Nigeria’s President Goodluck Jonathan (C) leaves a rally with his wife Patience and Vice President Namadi Sambo (L) after declaring his bid for the 2011 presidential poll in Abuja, 18 Sep 2010

Nigeria’s President Goodluck Jonathan (C) leaves a rally with his wife Patience and Vice President Namadi Sambo (L) after declaring his bid for the 2011 presidential poll in Abuja, 18 Sep 2010

Nigeria’s Foreign Minister said over 25 African heads of state and top government officials are in the capital, Abuja, to participate in the country’s 50th independence celebrations Friday.

Aliyu Idi Hong told VOA Nigeria has always risen above its internal challenges and will continue to be a giant in Africa, as well as on the world stage.

“We are going to have a parade this morning when Nigerians, the armed forces, the civil society and so many agencies of government, will come and parade. And from all indications, it is going to continue for the next week. For active discussions towards taking stock (since) this is the time that one looks at, one, what is the achievement, two, what is (are) the lessons that have (been) learned, and what needs to be done. So, it will be a moment for reflection.”

Nigeria’s government has planned a week-long celebration to mark its golden jubilee anniversary after gaining independence from Britain on 1st October, 1960.

Critics say, despite its enormous potential, Nigeria continues to struggle with endemic corruption, instability and high unemployment among young people.

But, Hong said the country continues to make strides by improving the standard of living among its people since independence.

“In certain quarters, you do hear people saying that there is nothing to celebrate. But, anybody who has been to Nigeria and is being fair to governance in Nigeria will tell you that there are more than a 100 reasons why there is need for us to gather and celebrate this day. One, to say that Nigeria in 50 years still remains a united nation, very stable nation and also, with all the challenges and difficult scenarios and complexity, I think, realistically, one should say (it) is worth celebrating because the complexity of this country is second to none in the whole world.”

Critics say Nigeria’s infrastructure is in poor shape, citing at least four oil refineries that do not function properly because of corruption and poor maintenance. They also say the country’s vast oil revenues do not reach ordinary Nigerians.

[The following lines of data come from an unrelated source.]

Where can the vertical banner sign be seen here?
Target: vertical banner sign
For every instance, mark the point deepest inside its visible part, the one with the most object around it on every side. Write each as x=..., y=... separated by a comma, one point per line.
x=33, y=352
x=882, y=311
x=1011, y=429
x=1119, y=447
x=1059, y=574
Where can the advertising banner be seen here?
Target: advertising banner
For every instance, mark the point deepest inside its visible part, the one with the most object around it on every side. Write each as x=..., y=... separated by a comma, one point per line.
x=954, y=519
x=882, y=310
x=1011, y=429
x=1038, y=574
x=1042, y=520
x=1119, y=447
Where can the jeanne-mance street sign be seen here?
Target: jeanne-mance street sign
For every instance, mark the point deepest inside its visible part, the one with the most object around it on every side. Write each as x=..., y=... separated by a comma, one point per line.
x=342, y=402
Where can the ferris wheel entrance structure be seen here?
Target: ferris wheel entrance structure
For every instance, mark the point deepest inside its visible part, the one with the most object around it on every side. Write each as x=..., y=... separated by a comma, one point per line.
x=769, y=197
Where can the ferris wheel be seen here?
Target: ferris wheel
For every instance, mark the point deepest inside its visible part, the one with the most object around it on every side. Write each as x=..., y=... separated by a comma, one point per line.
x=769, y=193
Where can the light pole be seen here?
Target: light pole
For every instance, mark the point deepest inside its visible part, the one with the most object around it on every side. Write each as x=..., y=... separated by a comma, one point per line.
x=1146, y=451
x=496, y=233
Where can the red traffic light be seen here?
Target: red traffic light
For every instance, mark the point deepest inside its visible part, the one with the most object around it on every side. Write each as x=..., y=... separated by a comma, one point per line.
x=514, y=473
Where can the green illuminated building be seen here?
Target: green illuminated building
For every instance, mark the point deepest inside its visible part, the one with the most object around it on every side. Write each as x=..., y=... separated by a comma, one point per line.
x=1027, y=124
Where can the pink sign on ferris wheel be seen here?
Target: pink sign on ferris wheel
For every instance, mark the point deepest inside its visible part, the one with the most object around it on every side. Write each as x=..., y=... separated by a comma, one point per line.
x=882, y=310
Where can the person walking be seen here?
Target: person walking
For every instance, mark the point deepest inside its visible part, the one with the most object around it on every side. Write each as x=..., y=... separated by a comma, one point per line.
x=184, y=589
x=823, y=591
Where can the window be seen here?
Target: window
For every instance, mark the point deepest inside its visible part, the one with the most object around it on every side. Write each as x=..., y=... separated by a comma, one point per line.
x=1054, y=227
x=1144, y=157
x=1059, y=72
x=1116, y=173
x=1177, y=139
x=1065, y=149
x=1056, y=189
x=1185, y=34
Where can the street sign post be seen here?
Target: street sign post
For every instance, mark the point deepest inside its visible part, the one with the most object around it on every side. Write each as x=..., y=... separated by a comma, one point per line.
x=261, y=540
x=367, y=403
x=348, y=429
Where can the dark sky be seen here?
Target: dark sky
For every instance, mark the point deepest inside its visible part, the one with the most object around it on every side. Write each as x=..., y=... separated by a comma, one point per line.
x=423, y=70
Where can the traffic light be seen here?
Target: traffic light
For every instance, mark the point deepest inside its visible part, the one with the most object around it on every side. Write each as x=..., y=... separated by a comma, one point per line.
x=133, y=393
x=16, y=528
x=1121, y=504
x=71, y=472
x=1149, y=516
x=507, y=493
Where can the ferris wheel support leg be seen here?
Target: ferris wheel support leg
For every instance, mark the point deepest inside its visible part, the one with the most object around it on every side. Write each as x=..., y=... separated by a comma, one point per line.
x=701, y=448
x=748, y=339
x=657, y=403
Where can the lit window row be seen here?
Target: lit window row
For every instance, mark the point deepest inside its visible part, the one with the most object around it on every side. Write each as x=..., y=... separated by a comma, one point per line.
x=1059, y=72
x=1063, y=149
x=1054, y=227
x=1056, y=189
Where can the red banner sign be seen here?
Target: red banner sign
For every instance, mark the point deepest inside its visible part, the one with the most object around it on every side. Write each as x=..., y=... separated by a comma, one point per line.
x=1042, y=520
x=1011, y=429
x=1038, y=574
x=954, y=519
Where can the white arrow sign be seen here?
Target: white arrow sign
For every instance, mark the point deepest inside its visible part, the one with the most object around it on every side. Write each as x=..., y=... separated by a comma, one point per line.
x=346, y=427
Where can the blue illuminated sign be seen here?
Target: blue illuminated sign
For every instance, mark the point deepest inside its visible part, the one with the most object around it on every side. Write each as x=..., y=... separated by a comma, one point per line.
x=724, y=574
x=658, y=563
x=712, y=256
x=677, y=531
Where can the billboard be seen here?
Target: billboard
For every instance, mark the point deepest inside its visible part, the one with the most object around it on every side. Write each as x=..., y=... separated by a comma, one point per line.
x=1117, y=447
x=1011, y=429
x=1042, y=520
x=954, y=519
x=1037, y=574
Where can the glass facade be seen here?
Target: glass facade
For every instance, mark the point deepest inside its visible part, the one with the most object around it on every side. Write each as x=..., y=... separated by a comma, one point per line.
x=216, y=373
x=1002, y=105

Marking the anniversary, U.S. Secretary of State Hillary Clinton said in a statement, “Nigeria and the United States share a close partnership, which is reflected in the U.S-Nigeria Binational Commission that we launched this year. Through the commission, our countries have deepened our cooperation on many issues, including good governance and transparency, energy, regional security, and advancing peace and development in the Niger Delta. Working together, we can achieve even greater progress.”

Secretary Clinton goes on to say, “Next year’s elections represent an opportunity to strengthen Nigeria’s democratic roots, while renewing (its) commitment to good governance and constitutional rule. As your partner and friend, the United States will support Nigerians in holding free, fair and credible elections in a peaceful environment.”